One way to overcome the processing power requirements of TCP is to build hardware implementations of it, widely known as TCP Offload Engines (TOE). The main problem of TOEs is that they are hard to integrate into computing systems, requiring extensive changes in the operating system of the computer or device. One company to develop such a device was Alacritech.
A packet sniffer, which intercepts TCP traffic on a network link, can be useful in debugging networks, network stacks and applications that use TCP by showing the user what packets are passing through a link. Some networking stacks support the SO_DEBUG socket option, which can be enabled on the socket using setsockopt. That option dumps all the packets, TCP states, and events on that socket, which is helpful in debugging. Netstat is another utility that can be used for debugging.
For many applications TCP is not appropriate. One big problem (at least with normal implementations) is that the application cannot get at the packets coming after a lost packet until the retransmitted copy of the lost packet is received. This causes problems for real-time applications such as streaming media, real-time multiplayer games and voice over IP (VoIP) where it is generally more useful to get most of the data in a timely fashion than it is to get all of the data in order.
For both historical and performance reasons, most storage area networks (SANs) prefer to use Fibre Channel protocol (FCP) instead of TCP/IP.
Also for embedded systems, network booting and servers that serve simple requests from huge numbers of clients (e.g.

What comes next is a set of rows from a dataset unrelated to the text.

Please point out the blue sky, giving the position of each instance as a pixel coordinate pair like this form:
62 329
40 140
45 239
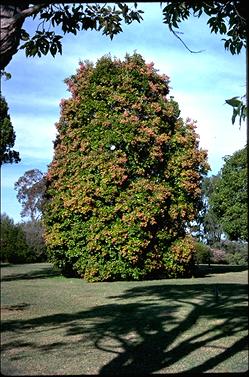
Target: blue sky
200 83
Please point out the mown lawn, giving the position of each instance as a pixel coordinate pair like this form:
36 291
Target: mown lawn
57 326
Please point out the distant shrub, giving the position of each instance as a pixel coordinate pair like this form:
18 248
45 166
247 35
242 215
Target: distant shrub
218 256
21 243
235 253
202 253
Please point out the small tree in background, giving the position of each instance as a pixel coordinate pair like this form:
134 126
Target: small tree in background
30 193
126 175
7 136
14 248
229 199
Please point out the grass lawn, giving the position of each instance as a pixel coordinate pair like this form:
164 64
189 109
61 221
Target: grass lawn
57 326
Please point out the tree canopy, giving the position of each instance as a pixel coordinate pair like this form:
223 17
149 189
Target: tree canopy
8 136
126 175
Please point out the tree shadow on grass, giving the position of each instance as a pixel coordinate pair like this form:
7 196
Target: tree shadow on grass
152 328
205 270
42 273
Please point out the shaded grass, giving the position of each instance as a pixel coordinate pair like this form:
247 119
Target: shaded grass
57 326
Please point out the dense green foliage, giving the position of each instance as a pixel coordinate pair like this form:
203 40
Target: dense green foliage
126 175
7 136
229 199
22 242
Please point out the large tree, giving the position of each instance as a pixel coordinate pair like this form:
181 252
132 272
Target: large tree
7 136
225 17
125 179
229 198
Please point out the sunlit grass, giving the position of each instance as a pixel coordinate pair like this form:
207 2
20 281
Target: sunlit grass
54 325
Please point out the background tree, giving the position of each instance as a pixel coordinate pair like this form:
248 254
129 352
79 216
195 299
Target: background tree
13 242
34 235
7 136
212 228
229 199
21 242
126 176
30 193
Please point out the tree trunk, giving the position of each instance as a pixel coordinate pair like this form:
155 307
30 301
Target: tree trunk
11 24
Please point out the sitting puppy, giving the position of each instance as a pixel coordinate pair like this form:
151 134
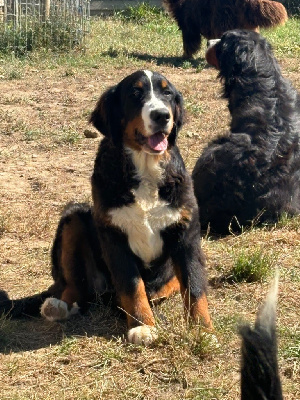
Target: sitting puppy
252 173
211 18
142 237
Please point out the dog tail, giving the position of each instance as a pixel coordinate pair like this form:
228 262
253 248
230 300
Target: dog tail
20 308
266 13
259 371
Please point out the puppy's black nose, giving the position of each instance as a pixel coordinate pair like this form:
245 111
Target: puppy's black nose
160 116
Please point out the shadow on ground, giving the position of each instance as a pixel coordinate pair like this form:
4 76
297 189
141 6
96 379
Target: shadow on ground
33 333
199 63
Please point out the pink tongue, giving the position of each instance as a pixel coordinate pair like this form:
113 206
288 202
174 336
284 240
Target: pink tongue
158 142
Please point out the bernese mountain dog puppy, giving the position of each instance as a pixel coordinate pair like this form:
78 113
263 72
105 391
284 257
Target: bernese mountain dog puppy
141 238
251 175
212 18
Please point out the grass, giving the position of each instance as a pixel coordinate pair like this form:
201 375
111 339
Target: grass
252 266
46 101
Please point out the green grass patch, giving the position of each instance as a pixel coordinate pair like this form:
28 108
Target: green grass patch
252 265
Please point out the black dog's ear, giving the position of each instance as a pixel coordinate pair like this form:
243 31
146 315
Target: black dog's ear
178 118
106 116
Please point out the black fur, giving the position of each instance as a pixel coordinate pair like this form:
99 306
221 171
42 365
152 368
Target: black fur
259 371
252 173
94 254
114 182
211 18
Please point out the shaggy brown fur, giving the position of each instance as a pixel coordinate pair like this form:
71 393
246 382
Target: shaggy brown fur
211 18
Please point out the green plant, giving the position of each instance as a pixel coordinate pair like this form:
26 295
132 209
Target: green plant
141 14
252 266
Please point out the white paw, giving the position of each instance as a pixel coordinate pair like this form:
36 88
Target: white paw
55 310
143 334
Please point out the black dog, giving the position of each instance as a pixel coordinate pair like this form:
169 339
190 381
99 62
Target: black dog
211 18
142 237
252 173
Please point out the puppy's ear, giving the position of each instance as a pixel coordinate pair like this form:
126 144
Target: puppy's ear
106 116
211 57
178 118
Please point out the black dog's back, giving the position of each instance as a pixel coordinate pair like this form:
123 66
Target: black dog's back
259 373
252 174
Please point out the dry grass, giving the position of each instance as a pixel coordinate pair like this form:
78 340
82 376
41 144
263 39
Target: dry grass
45 162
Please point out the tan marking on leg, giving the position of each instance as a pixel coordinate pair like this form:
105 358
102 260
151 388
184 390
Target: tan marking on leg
71 236
137 307
167 290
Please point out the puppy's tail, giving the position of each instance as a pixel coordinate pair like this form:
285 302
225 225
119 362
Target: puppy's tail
266 13
20 308
259 371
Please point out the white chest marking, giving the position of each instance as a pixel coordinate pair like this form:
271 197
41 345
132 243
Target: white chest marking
143 220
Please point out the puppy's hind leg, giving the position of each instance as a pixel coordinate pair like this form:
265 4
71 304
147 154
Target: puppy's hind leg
71 256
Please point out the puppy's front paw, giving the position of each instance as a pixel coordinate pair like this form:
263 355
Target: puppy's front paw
143 334
55 310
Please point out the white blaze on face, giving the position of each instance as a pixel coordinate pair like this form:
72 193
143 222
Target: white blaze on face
152 103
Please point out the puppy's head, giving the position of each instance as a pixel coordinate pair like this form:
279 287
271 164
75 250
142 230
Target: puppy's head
143 112
241 54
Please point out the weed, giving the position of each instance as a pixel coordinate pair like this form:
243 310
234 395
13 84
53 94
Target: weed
141 14
68 136
32 134
252 266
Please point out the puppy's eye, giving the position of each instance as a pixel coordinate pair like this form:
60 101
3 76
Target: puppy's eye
167 93
137 93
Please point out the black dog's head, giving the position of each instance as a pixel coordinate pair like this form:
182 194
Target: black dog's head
144 111
242 56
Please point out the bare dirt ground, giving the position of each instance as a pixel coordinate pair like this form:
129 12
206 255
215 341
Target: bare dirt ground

DNS servers) the complexity of TCP can be a problem. Finally, some tricks such as transmitting data between two hosts that are both behind NAT (using STUN or similar systems) are far simpler without a relatively complex protocol like TCP in the way.

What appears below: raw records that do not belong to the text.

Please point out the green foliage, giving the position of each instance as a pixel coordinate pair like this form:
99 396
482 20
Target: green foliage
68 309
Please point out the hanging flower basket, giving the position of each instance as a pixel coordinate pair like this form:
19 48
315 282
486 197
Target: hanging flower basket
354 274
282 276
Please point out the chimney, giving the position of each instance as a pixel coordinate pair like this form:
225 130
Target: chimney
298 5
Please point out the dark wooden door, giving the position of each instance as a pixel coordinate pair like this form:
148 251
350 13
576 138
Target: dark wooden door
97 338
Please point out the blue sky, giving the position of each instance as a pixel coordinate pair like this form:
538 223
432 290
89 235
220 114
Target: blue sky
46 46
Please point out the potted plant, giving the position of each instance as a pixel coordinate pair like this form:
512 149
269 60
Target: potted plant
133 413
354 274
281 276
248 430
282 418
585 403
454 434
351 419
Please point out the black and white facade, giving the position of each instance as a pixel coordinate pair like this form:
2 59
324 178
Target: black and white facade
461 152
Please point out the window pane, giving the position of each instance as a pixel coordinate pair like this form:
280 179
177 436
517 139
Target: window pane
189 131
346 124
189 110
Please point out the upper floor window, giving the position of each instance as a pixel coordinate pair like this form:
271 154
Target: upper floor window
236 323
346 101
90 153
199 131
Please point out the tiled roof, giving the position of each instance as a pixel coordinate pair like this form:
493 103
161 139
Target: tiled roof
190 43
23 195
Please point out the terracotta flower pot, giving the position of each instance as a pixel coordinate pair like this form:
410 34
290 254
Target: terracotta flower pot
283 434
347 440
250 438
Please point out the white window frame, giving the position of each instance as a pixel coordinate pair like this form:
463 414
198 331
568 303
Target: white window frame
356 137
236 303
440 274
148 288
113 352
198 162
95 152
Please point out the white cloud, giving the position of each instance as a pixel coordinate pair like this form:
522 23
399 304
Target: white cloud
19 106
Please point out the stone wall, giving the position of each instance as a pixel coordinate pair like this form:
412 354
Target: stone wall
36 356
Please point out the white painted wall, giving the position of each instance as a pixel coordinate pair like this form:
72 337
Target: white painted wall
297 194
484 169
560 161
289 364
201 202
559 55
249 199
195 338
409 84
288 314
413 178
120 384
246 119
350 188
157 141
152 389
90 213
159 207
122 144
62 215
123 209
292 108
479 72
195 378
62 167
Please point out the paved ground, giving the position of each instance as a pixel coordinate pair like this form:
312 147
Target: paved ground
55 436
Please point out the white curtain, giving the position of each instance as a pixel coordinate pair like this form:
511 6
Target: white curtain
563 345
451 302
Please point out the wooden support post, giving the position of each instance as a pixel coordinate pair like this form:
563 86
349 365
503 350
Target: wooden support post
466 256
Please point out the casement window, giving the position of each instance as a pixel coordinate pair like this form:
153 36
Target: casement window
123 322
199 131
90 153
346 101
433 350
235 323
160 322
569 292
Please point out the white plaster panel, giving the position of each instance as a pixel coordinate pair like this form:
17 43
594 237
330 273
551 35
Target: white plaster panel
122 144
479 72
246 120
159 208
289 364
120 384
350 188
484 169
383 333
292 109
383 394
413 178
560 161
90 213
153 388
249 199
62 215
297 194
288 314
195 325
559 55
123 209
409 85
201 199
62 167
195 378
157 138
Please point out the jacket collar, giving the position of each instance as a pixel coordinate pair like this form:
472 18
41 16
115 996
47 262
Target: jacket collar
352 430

Generally, where TCP is unsuitable, the User Datagram Protocol (UDP) is used. This provides the application multiplexing and checksums that TCP does, but does not handle building streams or retransmission, giving the application developer the ability to code them in a way suitable for the situation, or to replace them with other methods like forward error correction or interpolation.
SCTP is another IP protocol that provides reliable stream oriented services similar to TCP. It is newer and considerably more complex than TCP, and has not yet seen widespread deployment. However, it is especially designed to be used in situations where reliability and near-real-time considerations are important.

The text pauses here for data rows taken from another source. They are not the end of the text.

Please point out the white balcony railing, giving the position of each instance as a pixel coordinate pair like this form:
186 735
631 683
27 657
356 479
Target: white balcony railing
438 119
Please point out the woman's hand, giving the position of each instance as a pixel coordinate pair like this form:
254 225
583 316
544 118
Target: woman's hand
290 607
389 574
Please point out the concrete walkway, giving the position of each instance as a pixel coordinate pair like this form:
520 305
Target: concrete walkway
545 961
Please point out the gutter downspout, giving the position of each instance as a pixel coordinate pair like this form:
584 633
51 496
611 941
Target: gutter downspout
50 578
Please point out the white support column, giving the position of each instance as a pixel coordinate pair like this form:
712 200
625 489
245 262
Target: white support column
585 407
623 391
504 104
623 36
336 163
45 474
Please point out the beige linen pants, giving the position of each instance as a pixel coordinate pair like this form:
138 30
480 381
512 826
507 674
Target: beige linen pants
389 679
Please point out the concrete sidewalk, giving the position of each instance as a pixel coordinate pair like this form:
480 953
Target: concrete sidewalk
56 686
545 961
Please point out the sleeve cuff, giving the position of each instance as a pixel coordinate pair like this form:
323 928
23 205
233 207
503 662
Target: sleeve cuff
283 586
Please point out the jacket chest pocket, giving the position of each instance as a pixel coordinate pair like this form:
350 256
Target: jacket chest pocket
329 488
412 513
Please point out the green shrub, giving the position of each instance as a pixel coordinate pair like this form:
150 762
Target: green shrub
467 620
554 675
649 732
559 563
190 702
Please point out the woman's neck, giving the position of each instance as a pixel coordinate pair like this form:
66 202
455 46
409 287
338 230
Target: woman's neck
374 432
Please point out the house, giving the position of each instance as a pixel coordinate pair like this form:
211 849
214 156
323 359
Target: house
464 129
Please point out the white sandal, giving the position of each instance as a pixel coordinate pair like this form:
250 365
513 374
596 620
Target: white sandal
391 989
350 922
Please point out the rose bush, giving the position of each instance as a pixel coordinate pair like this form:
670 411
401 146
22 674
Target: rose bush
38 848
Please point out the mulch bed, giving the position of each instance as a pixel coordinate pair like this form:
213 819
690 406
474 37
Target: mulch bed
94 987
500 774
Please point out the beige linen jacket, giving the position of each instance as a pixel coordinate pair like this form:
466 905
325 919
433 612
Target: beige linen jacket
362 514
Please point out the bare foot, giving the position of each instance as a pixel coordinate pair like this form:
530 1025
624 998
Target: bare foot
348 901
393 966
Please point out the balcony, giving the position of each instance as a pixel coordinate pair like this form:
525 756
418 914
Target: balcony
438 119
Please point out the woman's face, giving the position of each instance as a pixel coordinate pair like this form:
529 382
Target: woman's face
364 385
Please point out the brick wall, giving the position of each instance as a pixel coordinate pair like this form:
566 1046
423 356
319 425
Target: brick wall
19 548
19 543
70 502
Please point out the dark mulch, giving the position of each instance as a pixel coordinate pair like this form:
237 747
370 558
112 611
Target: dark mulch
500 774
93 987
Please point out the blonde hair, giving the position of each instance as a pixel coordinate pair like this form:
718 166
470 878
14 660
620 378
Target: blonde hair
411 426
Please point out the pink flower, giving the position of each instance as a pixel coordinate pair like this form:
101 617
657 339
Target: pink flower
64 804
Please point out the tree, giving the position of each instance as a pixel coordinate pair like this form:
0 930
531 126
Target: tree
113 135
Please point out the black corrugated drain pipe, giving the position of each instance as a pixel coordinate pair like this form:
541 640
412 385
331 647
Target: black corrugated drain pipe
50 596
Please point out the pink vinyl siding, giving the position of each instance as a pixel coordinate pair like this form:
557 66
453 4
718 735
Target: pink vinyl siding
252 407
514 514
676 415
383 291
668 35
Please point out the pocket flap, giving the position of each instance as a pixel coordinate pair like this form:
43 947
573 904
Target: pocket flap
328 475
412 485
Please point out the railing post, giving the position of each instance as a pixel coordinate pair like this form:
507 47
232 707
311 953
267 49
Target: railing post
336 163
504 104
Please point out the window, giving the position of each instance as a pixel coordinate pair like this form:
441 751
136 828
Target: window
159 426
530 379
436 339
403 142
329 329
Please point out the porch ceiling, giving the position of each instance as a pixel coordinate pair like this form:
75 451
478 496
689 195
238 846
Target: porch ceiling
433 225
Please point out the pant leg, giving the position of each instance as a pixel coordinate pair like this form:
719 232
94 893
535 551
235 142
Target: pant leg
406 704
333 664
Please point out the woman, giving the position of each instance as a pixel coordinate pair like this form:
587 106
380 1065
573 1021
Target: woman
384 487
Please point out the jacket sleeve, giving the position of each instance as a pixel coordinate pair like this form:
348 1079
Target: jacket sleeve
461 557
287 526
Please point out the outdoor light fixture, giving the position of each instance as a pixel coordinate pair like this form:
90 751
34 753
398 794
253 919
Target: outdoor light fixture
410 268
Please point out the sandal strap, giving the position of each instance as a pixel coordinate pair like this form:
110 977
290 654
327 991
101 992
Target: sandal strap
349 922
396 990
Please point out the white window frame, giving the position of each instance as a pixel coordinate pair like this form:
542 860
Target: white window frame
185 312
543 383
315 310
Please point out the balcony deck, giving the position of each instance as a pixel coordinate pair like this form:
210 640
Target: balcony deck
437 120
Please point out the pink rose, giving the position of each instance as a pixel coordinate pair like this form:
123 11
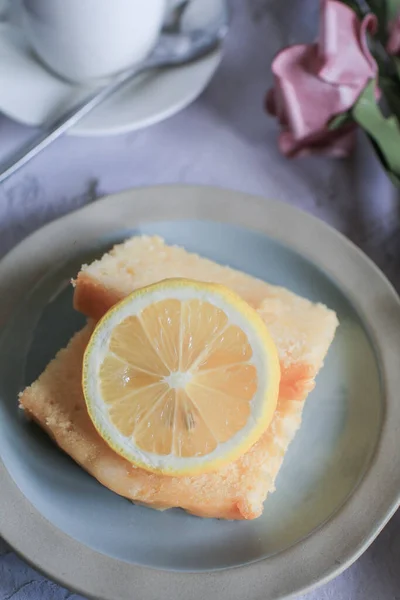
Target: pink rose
315 82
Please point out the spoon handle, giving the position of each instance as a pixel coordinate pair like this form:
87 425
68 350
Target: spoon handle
73 115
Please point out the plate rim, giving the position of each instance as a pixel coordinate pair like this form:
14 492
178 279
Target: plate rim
213 60
349 531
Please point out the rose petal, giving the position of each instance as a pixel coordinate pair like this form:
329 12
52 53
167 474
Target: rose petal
343 52
315 82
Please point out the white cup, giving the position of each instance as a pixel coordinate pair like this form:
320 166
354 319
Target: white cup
88 39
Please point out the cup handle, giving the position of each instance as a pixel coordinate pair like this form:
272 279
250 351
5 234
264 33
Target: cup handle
170 5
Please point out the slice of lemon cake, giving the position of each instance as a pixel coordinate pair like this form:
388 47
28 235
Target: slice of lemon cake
302 332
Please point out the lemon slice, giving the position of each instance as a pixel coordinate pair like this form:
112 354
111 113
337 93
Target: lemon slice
181 377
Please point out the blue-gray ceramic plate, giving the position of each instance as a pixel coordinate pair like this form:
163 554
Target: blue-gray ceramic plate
340 481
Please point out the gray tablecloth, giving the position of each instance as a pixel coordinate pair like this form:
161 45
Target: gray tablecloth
223 139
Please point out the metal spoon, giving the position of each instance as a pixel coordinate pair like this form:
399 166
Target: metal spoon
188 44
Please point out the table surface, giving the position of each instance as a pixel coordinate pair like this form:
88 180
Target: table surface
222 139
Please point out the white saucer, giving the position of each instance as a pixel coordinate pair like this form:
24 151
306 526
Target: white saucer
32 95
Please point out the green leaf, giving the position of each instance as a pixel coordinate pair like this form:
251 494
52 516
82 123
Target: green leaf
340 120
384 132
390 88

Venturi Transport Protocol (VTP) is a patented proprietary protocol that is designed to replace TCP transparently to overcome perceived inefficiencies related to wireless data transport.
TCP also has issues in high bandwidth environments. The TCP congestion avoidance algorithm works very well for ad-hoc environments where the data sender is not known in advance, but if the environment is predictable, a timing based protocol such as Asynchronous Transfer Mode (ATM) can avoid TCP's retransmits overhead.
Multipurpose Transaction Protocol (MTP/IP) is patented proprietary software that is designed to adaptively achieve high throughput and transaction performance in a wide variety of network conditions, particularly those where TCP is perceived to be inefficient.